Monday, August 6, 2007

Chicken Long Rice

This past weekend I threw my first luau with "Wife" (of Adventures in Newlywedland fame). We are both Leos and thought that this would be a fine time to celebrate our birthdays (which are so close together) with a massive pull-out-all -stops party. As often happens with these gigs, we ended up with a lot of leftovers which have started making the trip into work. Co-workers have asked questions (after hearing reports) and upon seeing this recipe in its Tupperware state have asked that I post it.

Original from here.

Ingredients




  • 2 lbs. chicken, skin and bones removed, cubed




  • 4 cups chicken broth




  • 2 inch finger of fresh ginger, crushed




  • 1 medium onion, minced




  • 2 cups celery, sliced thin




  • 2 carrots, julienned




  • 20 shittake mushrooms




  • 4 oz. long rice




  • 6 green onions, cut 1 inch in length






  • Directions
    1. Soak long rice in warm water for one hour.
    2. Soak mushrooms in warm water for 20 minutes, drain, then remove stems and slice caps.
    3. Pour chicken broth into large pot, add chicken and ginger and simmer for five minutes.
    4. Add onion, celery, carrots, mushrooms and simmer for another 4 to 5 minutes.
    Drain long rice and cut into 3-inch lengths.
    5. Add green onions and long rice to pot and cook five minutes or until long rice becomes translucent.
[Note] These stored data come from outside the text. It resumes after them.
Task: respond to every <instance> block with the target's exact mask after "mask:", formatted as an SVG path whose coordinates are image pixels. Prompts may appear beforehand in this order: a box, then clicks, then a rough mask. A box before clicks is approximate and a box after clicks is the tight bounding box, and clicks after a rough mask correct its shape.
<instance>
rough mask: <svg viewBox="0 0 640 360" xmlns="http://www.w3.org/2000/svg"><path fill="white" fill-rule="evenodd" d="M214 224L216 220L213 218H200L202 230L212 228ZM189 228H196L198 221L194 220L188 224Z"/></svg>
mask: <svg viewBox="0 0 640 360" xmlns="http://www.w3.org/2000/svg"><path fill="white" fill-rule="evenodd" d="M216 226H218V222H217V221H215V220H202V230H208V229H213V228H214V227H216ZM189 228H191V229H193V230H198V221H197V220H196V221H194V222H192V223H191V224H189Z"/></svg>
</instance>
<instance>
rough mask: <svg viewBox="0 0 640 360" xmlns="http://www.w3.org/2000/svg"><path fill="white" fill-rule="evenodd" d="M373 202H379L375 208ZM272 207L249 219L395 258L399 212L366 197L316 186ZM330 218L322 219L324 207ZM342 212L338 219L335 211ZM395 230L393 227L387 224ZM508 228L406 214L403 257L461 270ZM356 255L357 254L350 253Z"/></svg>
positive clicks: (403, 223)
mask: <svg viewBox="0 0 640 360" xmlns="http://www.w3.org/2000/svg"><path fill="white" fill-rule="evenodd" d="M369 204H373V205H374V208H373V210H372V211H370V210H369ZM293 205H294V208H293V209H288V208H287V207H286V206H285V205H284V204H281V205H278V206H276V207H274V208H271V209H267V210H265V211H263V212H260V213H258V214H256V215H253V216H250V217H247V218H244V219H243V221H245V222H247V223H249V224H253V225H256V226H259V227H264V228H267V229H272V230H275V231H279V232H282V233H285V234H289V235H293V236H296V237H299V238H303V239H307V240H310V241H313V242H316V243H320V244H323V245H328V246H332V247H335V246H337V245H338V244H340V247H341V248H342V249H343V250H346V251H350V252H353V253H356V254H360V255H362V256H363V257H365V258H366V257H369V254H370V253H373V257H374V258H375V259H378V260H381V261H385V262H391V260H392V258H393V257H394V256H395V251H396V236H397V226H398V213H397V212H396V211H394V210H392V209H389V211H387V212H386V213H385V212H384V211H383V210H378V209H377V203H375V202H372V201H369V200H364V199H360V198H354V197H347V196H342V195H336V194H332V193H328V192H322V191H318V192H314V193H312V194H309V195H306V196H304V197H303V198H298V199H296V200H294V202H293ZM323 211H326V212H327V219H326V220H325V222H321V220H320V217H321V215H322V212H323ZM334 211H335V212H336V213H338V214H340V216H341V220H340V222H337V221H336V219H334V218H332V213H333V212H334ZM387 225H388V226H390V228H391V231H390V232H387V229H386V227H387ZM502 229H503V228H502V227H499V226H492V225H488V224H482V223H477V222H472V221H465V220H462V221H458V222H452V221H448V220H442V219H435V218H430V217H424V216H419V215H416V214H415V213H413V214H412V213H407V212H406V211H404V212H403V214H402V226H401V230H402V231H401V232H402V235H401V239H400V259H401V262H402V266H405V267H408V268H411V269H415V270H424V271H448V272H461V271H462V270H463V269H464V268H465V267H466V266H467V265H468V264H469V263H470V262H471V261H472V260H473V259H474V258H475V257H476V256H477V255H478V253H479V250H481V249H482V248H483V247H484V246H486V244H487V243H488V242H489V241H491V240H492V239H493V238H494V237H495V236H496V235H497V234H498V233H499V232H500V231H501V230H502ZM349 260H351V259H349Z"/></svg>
    A few words, my friends.
    1. Do not arbitrarily double this recipe without checking to see if you have pots that can accommodate the extra food. Sasha and I thought we should make extra and found that we'd prepared more food than could be cooked in one pot (everything except the rice and green onions fit into my 6 qt. crock pot). We ended up dividing the noodles into two 4 qt. sauce pots and dumping half of the crock pot's contents into them.
    2. The recipe does not tell you to cook the chicken first - but you really should. I don't believe that the simmer time is sufficient to fully cook everything. We grilled the chicken before cubing it and found that this saves a bit of time (but again, we were cooking 4lbs at a go).
    3. I went looking for this recipe because my sister and I enjoyed it at a luau in Hawaii. The first time I had it, there was less "stuff" in it. It was just chicken & ginger flavored noodles. To duplicate that recipe, I would remove most of the "stuff" and drain the chicken stock prior to serving the noodles.

    If I were to make this again, I still might drain the chicken stock. As served, this was more like a ginger, chicken noodle soup. Though very good and I'm glad to continue eating it - not like the experience that sent me looking for this recipe in the first place. It's a win, but a different kind of win.